Health Care

Healthcare groups blast skinny repeal, warn premiums will spike

Greg Nash

Healthcare groups are coming out against the Senate GOP’s plan to pass a scaled-down ObamaCare repeal bill, saying it would spike insurance premiums.

The American Medical Association, the Blue Cross Blue Shield Association and the American Cancer Society Cancer Action Network are among the range of healthcare groups blasting the bill. 

The scaled-down, “skinny” repeal bill would repeal ObamaCare’s mandate for people to have insurance, which insurers and other groups warn would lead to a sicker group of enrollees and spiking premiums. 

{mosads}The Blue Cross Blue Shield Association warned of “steep premium increases and diminished choices that would make coverage unaffordable and inaccessible.”

“Eliminating the mandate to obtain coverage only exacerbates the affordability problem that critics say they want to address,” said Dr. David Barbe, president of the American Medical Association. 

“We again urge the Senate to engage in a bipartisan process — through regular order — to address the shortcomings of the Affordable Care Act and achieve the goal of providing access to quality, affordable health care coverage to more Americans,” Barbe said.

The Congressional Budget Office previously found that repealing the individual mandate would lead to 15 million more uninsured people and cause premiums to increase by about 20 percent. 

Republican senators argue the scaled-down repeal bill will never actually become law, and is just a way to set up negotiations with the House on a larger plan.
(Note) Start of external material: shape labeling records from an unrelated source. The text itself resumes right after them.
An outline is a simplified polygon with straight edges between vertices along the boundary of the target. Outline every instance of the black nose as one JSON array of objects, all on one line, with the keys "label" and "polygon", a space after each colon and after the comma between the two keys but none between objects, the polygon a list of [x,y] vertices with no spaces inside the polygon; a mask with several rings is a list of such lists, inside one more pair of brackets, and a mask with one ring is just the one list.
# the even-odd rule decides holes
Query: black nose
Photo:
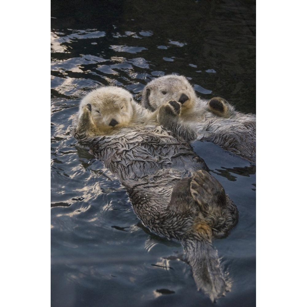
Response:
[{"label": "black nose", "polygon": [[109,123],[109,125],[114,127],[115,125],[117,125],[118,123],[118,122],[115,120],[114,119],[112,119],[112,120]]},{"label": "black nose", "polygon": [[188,97],[185,94],[181,94],[181,96],[180,96],[180,98],[179,99],[178,101],[182,104],[183,104],[188,99]]}]

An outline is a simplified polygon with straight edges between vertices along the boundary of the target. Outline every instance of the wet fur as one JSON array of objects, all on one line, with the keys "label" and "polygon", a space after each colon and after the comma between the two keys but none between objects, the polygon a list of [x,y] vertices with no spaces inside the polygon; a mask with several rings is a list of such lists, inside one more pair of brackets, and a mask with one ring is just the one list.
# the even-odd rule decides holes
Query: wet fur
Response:
[{"label": "wet fur", "polygon": [[[224,295],[230,284],[212,240],[227,235],[238,213],[204,161],[187,142],[152,123],[82,137],[87,132],[82,129],[92,124],[91,102],[83,102],[73,135],[117,176],[146,226],[181,242],[198,288],[212,301]],[[160,115],[169,115],[171,122],[181,111],[177,103],[164,105]]]},{"label": "wet fur", "polygon": [[[197,139],[212,142],[255,162],[255,115],[238,112],[220,97],[207,100],[198,97],[183,76],[159,77],[149,82],[142,92],[142,104],[152,111],[171,101],[181,105],[177,121],[173,122],[171,128],[179,130],[178,126],[181,125],[188,129],[188,134],[182,135],[186,140]],[[191,138],[191,132],[196,135],[194,139]]]}]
But the House is making no guarantees that it won’t simply vote on the bill and send it to the president.

“The continuing effort by Senate leaders to figure out by trial and error some bill that might gain the needed 50 votes to pass is a threat to millions of Americans including cancer patients and survivors who must have comprehensive coverage in order to access prevention and medical treatment,” the American Cancer Society Cancer Action Network said in a statement. 
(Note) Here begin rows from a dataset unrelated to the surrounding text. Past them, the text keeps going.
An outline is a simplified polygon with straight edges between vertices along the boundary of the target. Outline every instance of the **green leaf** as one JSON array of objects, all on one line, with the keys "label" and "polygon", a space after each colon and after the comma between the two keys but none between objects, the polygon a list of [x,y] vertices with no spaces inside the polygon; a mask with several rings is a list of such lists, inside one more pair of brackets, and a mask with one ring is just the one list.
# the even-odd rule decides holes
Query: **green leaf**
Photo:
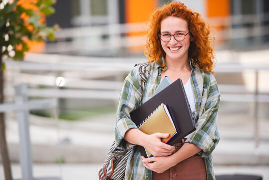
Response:
[{"label": "green leaf", "polygon": [[26,9],[24,8],[21,7],[21,6],[17,6],[17,12],[19,12],[20,14],[22,14],[23,12],[26,13],[26,14],[29,16],[33,16],[34,13],[34,11],[30,9]]},{"label": "green leaf", "polygon": [[44,8],[40,9],[40,10],[46,16],[49,16],[55,12],[55,9],[52,7]]},{"label": "green leaf", "polygon": [[49,39],[50,40],[55,40],[55,36],[53,32],[50,32],[47,35],[47,38]]},{"label": "green leaf", "polygon": [[10,4],[9,4],[8,3],[5,4],[3,9],[1,10],[3,11],[2,13],[8,14],[13,11],[13,9],[17,4],[17,2],[18,2],[18,0],[15,0],[14,2]]},{"label": "green leaf", "polygon": [[39,16],[37,15],[31,16],[29,17],[29,18],[28,19],[28,22],[29,23],[32,24],[34,28],[37,28],[40,26],[40,23],[39,22],[39,18],[36,18],[37,16]]},{"label": "green leaf", "polygon": [[16,50],[15,56],[13,58],[15,60],[22,60],[23,59],[23,52],[22,50]]}]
“The legislation could cause the individual insurance market to collapse putting millions of American families at financial risk,” the cancer group said. 

In addition to repealing the individual mandate, the skinny bill would also defund Planned Parenthood, cut the ObamaCare prevention and public health fund, and repeal the employer mandate. 

Many healthcare groups have been strongly opposed to the GOP effort to repeal ObamaCare throughout the process, instead urging a bipartisan approach. 

Medicaid cuts had been a major focus, though those are not be included in the current bill. 

Regardless, America’s Essential Hospitals, which is strongly opposed to Medicaid cuts, said it is still opposed to the “skinny bill.”

“While it doesn’t directly affect Medicaid, it still would badly undermine coverage and access by destabilizing the private marketplace,” Bruce Siegel, the group’s president, said in a statement. 

The AARP, a powerful senior group, also warned against it. 

“The bill will leave millions uninsured, destabilize the health insurance market and lead to spikes in the cost of premiums,” it wrote in a letter to congressional leaders. 

“AARP will inform our members and the public how their Senators voted,” the letter added.